Pasaron las horas y ya de madrugada despertó. Se sentía en paz, feliz, risueña. Ella misma se extrañó, tras el tremendo día que había pasado, pero todo tiene su explicación: Había soñado -como en su adolescencia- que se dedicaba a escribir historias, poemas, relatos... Le encantaba “soñar despierta”, hablar con la gente, soñar sus mismos sueños y ayudar a que se cumpliesen... De repente, sintió que había llegado el momento, su momento.

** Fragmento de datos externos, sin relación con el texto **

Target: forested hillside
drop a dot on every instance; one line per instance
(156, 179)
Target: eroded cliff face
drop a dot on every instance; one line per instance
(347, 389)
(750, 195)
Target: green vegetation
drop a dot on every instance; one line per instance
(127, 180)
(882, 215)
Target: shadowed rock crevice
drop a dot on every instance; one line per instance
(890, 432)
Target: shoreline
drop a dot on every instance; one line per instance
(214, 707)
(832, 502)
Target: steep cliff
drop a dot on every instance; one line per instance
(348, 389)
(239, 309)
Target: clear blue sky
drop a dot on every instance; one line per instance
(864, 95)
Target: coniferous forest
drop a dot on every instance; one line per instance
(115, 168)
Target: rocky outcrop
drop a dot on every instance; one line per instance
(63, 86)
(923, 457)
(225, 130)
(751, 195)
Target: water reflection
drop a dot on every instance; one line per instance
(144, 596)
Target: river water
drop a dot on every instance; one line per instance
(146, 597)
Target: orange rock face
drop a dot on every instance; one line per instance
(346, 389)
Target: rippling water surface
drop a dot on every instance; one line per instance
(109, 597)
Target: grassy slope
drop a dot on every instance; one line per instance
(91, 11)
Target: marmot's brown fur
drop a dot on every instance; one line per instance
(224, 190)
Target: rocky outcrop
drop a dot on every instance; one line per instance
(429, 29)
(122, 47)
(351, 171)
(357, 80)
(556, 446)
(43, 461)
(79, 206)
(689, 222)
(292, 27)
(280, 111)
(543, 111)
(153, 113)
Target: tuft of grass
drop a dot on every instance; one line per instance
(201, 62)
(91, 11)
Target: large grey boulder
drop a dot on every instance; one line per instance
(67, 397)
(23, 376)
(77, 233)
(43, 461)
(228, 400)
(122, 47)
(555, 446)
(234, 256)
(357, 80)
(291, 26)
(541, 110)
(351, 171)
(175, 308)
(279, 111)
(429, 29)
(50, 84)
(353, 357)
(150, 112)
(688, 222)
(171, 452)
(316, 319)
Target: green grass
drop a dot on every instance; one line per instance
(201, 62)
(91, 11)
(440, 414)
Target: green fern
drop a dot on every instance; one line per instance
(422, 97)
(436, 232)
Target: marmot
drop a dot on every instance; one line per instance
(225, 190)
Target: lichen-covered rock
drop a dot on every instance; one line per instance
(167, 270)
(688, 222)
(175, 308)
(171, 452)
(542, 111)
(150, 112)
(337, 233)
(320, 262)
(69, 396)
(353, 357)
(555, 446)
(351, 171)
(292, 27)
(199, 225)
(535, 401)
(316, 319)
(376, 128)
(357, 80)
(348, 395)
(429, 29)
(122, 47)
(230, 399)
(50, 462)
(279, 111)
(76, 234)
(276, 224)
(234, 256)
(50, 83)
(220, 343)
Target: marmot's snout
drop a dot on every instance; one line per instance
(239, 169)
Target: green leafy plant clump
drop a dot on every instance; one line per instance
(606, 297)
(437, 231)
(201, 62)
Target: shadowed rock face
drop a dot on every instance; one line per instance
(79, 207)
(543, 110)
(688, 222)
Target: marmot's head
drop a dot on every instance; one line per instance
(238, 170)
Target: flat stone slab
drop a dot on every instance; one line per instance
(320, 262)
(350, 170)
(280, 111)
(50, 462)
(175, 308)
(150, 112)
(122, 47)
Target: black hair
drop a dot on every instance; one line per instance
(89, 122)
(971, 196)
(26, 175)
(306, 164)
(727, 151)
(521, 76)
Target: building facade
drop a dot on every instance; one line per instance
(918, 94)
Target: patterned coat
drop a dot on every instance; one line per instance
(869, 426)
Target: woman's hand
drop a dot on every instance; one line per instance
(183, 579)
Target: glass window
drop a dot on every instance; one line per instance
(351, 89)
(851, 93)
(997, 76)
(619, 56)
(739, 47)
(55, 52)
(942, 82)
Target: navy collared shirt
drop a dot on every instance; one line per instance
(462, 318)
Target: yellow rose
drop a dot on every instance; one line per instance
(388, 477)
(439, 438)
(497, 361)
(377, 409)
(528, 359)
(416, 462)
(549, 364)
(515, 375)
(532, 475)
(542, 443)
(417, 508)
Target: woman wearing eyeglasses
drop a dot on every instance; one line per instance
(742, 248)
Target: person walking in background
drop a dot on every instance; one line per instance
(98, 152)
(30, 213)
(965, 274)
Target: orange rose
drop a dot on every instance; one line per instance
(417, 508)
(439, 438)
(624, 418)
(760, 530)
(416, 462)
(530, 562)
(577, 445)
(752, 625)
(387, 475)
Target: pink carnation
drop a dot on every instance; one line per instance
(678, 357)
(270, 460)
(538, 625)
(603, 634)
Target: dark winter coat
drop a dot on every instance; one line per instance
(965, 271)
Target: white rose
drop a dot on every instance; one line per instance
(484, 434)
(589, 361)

Se duchó con su gel favorito -olor a azahar-, secó cuidadosamente su cabello, se vistió con su ropa más alegre y se dirigió al asilo donde estaban sus padres. Éstos, al verla, creían soñar:


Hija, ¿qué haces aquí? Desde Navidad no sabemos nada de ti — dijo su madre.


¡¡Oh!!...— apenas pudo balbucear su padre mientras soltaba unas lágrimas de alegría.


Mientras, la joven, no paraba de sonreír. Se sentía dichosa y feliz. Con su pequeño magnetófono en la mano se dirigió a sus padres:


A ver, de uno en uno... cuénteme esa historia tan bonita, sí del día en el que se conocieron... Muchas veces lloré de emoción con ella, y ya es hora de compartirla, que la conozca mucha gente... ¡Qué el mundo sepa que SÍ EXISTE EL AMOR!


Y así fue  como sucedió: grabadora en mano, Carmen comenzó su nueva andadura. Su nueva misión en la vida: repartir amor, sembrar el mundo de ilusión, compartir todo lo bello que a veces se va en los recuerdos de quienes amamos.



Aquél viernes, 21 de diciembre, sepultó su mundo y “parió” su nueva vida, tras un sueño y unas copas de vino. A veces, un dolor, un agravio, una “mala faena” puede marcar la diferencia y “salvarnos” de una vida monótona e infeliz, permitiéndonos ver la luz, tras un túnel lleno de sombras.